The distance and pr.score are same which is shown in the graph above. So we can get the predicted value from the logit stage and use it to replace the distance in PSM.
ecls<-select_if(ecls, is.numeric)
lasso<-cv.glmnet(data.matrix(ecls[,2:18]),data.matrix(ecls[,1]),type.measure ="deviance")
plot(lasso)
coef(lasso,s="lambda.1se")
## 18 x 1 sparse Matrix of class "dgCMatrix"
## 1
## (Intercept) 9.937395e-02
## race_white .
## race_black .
## race_hispanic .
## race_asian .
## p5numpla .
## p5hmage 1.065969e-03
## p5hdage .
## w3daded_hsb -1.659486e-02
## w3momed_hsb -1.645021e-02
## w3momscr .
## w3dadscr .
## w3income 6.438272e-07
## w3povrty .
## p5fstamp .
## c5r2mtsc .
## c5r2mtsc_std .
## w3income_1k .
Comment on the results
Answer: If I used lambda.1se as parameter,I would choose 7 variables to include as the results shown above. I would choose to have p5hmage, w3daded_hsb.w3momed_hsb,w3momscr,w3income,w3povrty and w3income_1k. They are patial same with what we have chosen before but still have some differences.

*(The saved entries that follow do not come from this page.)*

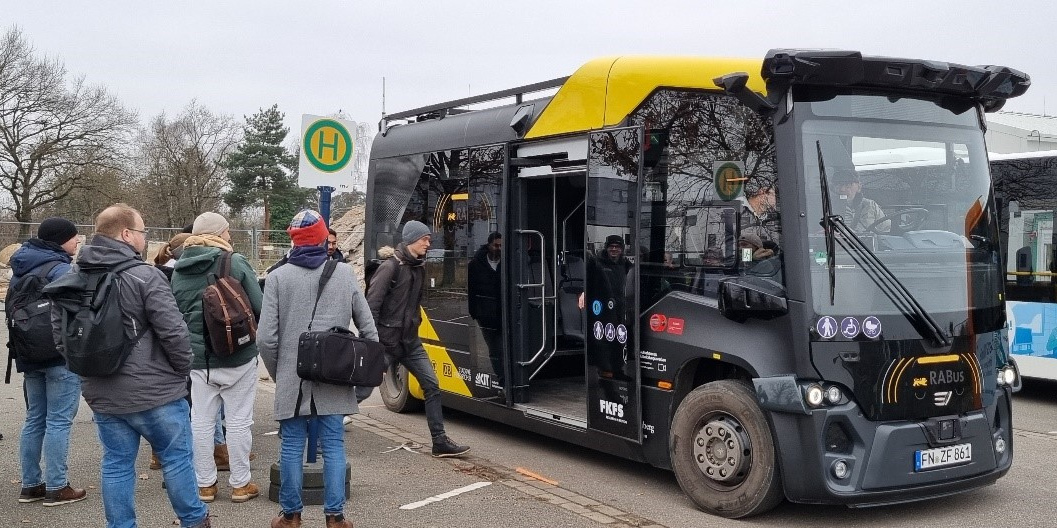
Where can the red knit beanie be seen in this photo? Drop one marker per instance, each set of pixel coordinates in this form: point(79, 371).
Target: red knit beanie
point(308, 228)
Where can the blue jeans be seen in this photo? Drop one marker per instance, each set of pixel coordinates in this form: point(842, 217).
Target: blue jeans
point(418, 363)
point(52, 396)
point(295, 433)
point(167, 428)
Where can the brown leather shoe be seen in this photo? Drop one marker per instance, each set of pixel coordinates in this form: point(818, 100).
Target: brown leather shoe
point(286, 520)
point(220, 456)
point(33, 493)
point(337, 521)
point(244, 493)
point(65, 495)
point(208, 493)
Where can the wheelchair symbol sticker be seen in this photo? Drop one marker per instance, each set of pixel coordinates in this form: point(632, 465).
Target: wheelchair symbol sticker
point(827, 326)
point(871, 327)
point(849, 327)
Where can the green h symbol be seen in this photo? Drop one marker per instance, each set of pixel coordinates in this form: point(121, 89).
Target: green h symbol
point(323, 145)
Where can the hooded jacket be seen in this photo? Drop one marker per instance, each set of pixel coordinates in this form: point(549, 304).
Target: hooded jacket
point(155, 372)
point(34, 253)
point(394, 295)
point(190, 277)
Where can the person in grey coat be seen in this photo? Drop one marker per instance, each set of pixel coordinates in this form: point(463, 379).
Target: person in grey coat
point(290, 300)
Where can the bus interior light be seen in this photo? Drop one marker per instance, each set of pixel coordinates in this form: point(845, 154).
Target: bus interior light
point(833, 395)
point(814, 395)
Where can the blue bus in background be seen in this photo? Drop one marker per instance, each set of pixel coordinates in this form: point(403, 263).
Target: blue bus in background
point(1025, 187)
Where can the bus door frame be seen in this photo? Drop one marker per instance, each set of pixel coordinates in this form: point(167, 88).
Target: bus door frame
point(614, 390)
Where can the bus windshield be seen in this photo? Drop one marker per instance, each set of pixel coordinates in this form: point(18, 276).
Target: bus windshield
point(909, 178)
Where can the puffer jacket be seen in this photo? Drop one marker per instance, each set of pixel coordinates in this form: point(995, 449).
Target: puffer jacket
point(189, 280)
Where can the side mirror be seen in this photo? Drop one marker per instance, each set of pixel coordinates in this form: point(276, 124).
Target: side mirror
point(752, 297)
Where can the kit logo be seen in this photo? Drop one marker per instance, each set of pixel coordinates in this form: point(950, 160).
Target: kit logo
point(942, 398)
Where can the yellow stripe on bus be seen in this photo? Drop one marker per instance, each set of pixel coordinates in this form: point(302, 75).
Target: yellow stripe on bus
point(603, 92)
point(440, 357)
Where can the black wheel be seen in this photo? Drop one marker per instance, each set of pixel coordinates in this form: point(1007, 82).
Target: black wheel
point(722, 451)
point(394, 391)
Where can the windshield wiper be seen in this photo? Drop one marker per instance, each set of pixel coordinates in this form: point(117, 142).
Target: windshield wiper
point(889, 284)
point(827, 220)
point(876, 269)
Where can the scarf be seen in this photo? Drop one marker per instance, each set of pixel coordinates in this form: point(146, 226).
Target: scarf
point(207, 241)
point(310, 257)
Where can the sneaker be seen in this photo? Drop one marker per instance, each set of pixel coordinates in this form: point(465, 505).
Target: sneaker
point(286, 520)
point(244, 493)
point(337, 521)
point(444, 448)
point(32, 494)
point(65, 495)
point(208, 493)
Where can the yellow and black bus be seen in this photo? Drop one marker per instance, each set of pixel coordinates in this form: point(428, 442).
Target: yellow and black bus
point(692, 272)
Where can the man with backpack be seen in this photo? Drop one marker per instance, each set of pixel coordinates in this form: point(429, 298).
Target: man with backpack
point(132, 351)
point(52, 392)
point(209, 282)
point(394, 296)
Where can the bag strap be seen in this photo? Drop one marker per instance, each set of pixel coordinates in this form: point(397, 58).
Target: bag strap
point(328, 271)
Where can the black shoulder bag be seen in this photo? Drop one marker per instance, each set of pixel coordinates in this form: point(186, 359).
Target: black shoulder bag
point(336, 356)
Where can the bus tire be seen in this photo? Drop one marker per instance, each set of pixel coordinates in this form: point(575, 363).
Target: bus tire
point(394, 391)
point(723, 453)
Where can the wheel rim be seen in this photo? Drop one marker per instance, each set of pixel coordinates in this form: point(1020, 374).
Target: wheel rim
point(722, 450)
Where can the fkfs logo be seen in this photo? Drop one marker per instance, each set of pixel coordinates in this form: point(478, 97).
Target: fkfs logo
point(611, 409)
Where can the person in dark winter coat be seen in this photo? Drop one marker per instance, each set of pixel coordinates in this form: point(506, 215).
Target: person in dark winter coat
point(146, 397)
point(484, 294)
point(52, 392)
point(290, 309)
point(394, 296)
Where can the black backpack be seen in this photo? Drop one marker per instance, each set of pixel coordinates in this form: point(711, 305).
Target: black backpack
point(94, 341)
point(29, 316)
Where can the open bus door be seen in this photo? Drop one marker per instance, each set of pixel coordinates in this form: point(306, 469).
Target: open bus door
point(611, 299)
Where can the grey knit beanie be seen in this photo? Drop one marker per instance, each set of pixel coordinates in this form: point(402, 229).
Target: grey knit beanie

prlasso<-predict(lasso,data.matrix(ecls[,2:18]),s="lambda.1se")
dis<-t(prlasso[,1])
psm2<-matchit(catholic ~ w3income_1k + p5numpla + w3momed_hsb,data=small,distance=dis[1,])
psm2_data <- match.data(psm2)
F4<-ggplot(data=psm2_data,aes(x = pr.score, y = w3income_1k))+
geom_point(aes(color=factor(catholic)),size=1.2)+
geom_smooth(aes(color=factor(catholic)))
F4
plot(psm2_data$pr.score,psm2_data$distance)
Answer: The pr.score-income graph shown above can be compared with the our orginal graph using PSM command in previous parts. There’s slight difference between them but with same trend. The last graph shows the relationship between the distance we given by ML method and the pr.score by PSM method.